In a long thoughtful reply, Kendra revealed her own experiences of trauma, sexual assault, and years of therapy. It was so much more than a single answer. So much more than I asked for.
As a child, I was often targeted by my female peers. In 4th grade, I stood out as the new kid. Our family moved from Dartmouth, NS, to the sleepy, rural shores of St. Margaret’s Bay, and I often wore my mother’s discarded blazers and dresses. One day at recess, several 6th grade girls pushed me against the brick wall like a prisoner facing a firing squad.
“Beautiful girl, who do you think you are?” they cried.
Later, in 9th grade, when I dared to date a friend’s ex-boyfriend, my group of friends banned me for the rest of high school.
Kendra was a grade above me, and we had never spoken before she started bullying me in 10th grade, but she made me dread school that year.
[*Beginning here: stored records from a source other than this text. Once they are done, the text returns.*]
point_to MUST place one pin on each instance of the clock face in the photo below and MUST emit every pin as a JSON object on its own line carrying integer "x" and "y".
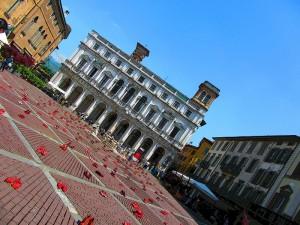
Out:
{"x": 3, "y": 25}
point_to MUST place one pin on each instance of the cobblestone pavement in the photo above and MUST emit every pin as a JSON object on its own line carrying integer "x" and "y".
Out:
{"x": 53, "y": 171}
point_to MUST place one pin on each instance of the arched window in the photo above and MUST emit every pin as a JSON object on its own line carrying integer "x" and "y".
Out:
{"x": 117, "y": 86}
{"x": 128, "y": 95}
{"x": 174, "y": 132}
{"x": 93, "y": 71}
{"x": 206, "y": 99}
{"x": 140, "y": 104}
{"x": 104, "y": 80}
{"x": 29, "y": 25}
{"x": 202, "y": 95}
{"x": 39, "y": 39}
{"x": 45, "y": 48}
{"x": 12, "y": 8}
{"x": 150, "y": 115}
{"x": 35, "y": 36}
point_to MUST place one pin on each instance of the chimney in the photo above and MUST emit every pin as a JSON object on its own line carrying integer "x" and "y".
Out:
{"x": 206, "y": 94}
{"x": 139, "y": 53}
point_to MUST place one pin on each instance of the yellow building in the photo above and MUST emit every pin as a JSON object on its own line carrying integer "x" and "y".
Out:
{"x": 38, "y": 26}
{"x": 191, "y": 155}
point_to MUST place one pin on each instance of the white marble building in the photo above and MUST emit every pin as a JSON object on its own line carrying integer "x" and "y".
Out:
{"x": 128, "y": 100}
{"x": 260, "y": 170}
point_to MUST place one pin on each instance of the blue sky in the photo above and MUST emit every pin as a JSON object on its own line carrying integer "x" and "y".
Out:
{"x": 249, "y": 49}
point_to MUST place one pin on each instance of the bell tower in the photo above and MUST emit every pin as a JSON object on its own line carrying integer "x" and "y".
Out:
{"x": 206, "y": 94}
{"x": 140, "y": 52}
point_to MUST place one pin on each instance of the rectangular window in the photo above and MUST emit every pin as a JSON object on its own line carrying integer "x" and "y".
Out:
{"x": 152, "y": 87}
{"x": 262, "y": 148}
{"x": 93, "y": 72}
{"x": 225, "y": 146}
{"x": 130, "y": 71}
{"x": 96, "y": 46}
{"x": 174, "y": 132}
{"x": 164, "y": 96}
{"x": 162, "y": 123}
{"x": 252, "y": 165}
{"x": 103, "y": 81}
{"x": 81, "y": 63}
{"x": 176, "y": 104}
{"x": 215, "y": 161}
{"x": 188, "y": 113}
{"x": 242, "y": 146}
{"x": 118, "y": 63}
{"x": 107, "y": 54}
{"x": 150, "y": 115}
{"x": 251, "y": 148}
{"x": 141, "y": 79}
{"x": 235, "y": 143}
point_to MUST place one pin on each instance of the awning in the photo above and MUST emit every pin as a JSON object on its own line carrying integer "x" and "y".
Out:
{"x": 203, "y": 188}
{"x": 3, "y": 38}
{"x": 199, "y": 186}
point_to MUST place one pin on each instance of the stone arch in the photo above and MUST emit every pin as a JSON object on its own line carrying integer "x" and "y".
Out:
{"x": 140, "y": 104}
{"x": 116, "y": 87}
{"x": 108, "y": 121}
{"x": 65, "y": 84}
{"x": 75, "y": 95}
{"x": 97, "y": 112}
{"x": 120, "y": 130}
{"x": 128, "y": 95}
{"x": 146, "y": 145}
{"x": 132, "y": 138}
{"x": 105, "y": 77}
{"x": 85, "y": 104}
{"x": 157, "y": 156}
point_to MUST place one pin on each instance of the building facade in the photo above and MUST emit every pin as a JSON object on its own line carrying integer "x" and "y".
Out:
{"x": 37, "y": 26}
{"x": 121, "y": 96}
{"x": 250, "y": 170}
{"x": 286, "y": 199}
{"x": 191, "y": 155}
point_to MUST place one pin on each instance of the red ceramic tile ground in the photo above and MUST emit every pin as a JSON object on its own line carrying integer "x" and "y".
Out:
{"x": 38, "y": 201}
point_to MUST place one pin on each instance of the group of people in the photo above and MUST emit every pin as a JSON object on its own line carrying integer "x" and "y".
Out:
{"x": 7, "y": 63}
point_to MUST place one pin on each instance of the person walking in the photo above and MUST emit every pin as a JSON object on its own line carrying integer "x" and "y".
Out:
{"x": 6, "y": 63}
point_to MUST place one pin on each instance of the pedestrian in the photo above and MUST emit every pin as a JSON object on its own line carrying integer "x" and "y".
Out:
{"x": 7, "y": 62}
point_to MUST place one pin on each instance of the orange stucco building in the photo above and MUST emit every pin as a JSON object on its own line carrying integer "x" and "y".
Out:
{"x": 191, "y": 155}
{"x": 38, "y": 26}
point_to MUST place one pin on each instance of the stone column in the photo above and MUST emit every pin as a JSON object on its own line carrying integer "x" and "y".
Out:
{"x": 91, "y": 108}
{"x": 55, "y": 80}
{"x": 114, "y": 125}
{"x": 168, "y": 128}
{"x": 126, "y": 134}
{"x": 97, "y": 79}
{"x": 79, "y": 100}
{"x": 184, "y": 139}
{"x": 139, "y": 142}
{"x": 151, "y": 151}
{"x": 70, "y": 89}
{"x": 133, "y": 99}
{"x": 103, "y": 116}
{"x": 122, "y": 92}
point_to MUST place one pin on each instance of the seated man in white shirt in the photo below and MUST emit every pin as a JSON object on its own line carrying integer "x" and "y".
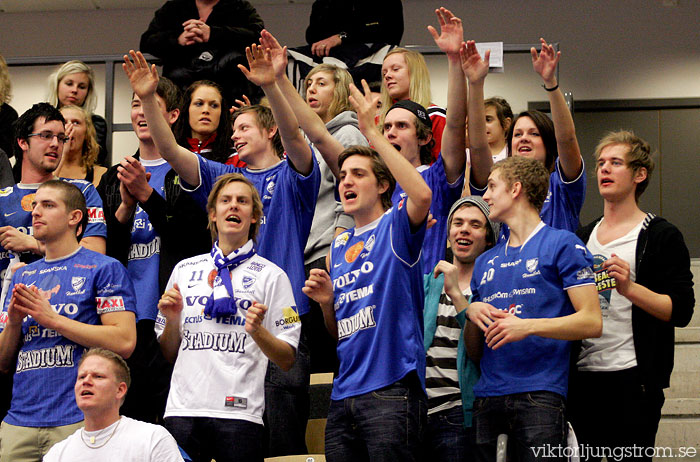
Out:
{"x": 103, "y": 380}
When she finally got the new guy I was dating (he dumped me for her), the teasing stopped, but the damage was already done: I had learned that women were the competition.
When I met Kendra on Zoom not long after our initial Facebook posts, she revealed more.
“Remember when we had to be pulled apart in the school bathroom?” she asked. No. I had completely blocked the memory of us pulling each other’s hair. What else was I suppressing?
We made plans to meet in person when I was in Halifax a few months later. I was writing a memoir about female sexuality and I was curious to meet her. Perhaps this bullying incident explains why I always found it difficult to trust other women. After we signed out, I closed my laptop and sobbed, shocked by my relief. Her words released three decades of tension I never knew I was carrying.
When we finally met in person, we hugged intensely.
At first it felt unreal, confusing and scary to look her in the eye after so many years. Women are notoriously hard on each other: we gossip, we slander each other. But during those three hours at dinner, she often touched my arm and reassuringly said my name as we talked about age, sexuality, the shame of being a sexually curious woman, body image, therapy, moms, dads, and relationships. We said everything we had learned about what it meant to be a woman. We discovered that we were more alike than different.
We said goodbye and hugged again.

“You were a gift to me, Melanie,” she told me several times during our dinner.
I realized I had given her the chance to say she was sorry and reconcile the past. Her words were healing for me too. I often distrusted women and her message softened some of that judgment. It changed how I look at women – we all have our backstories. And this time we were finally on the same side. Like friends.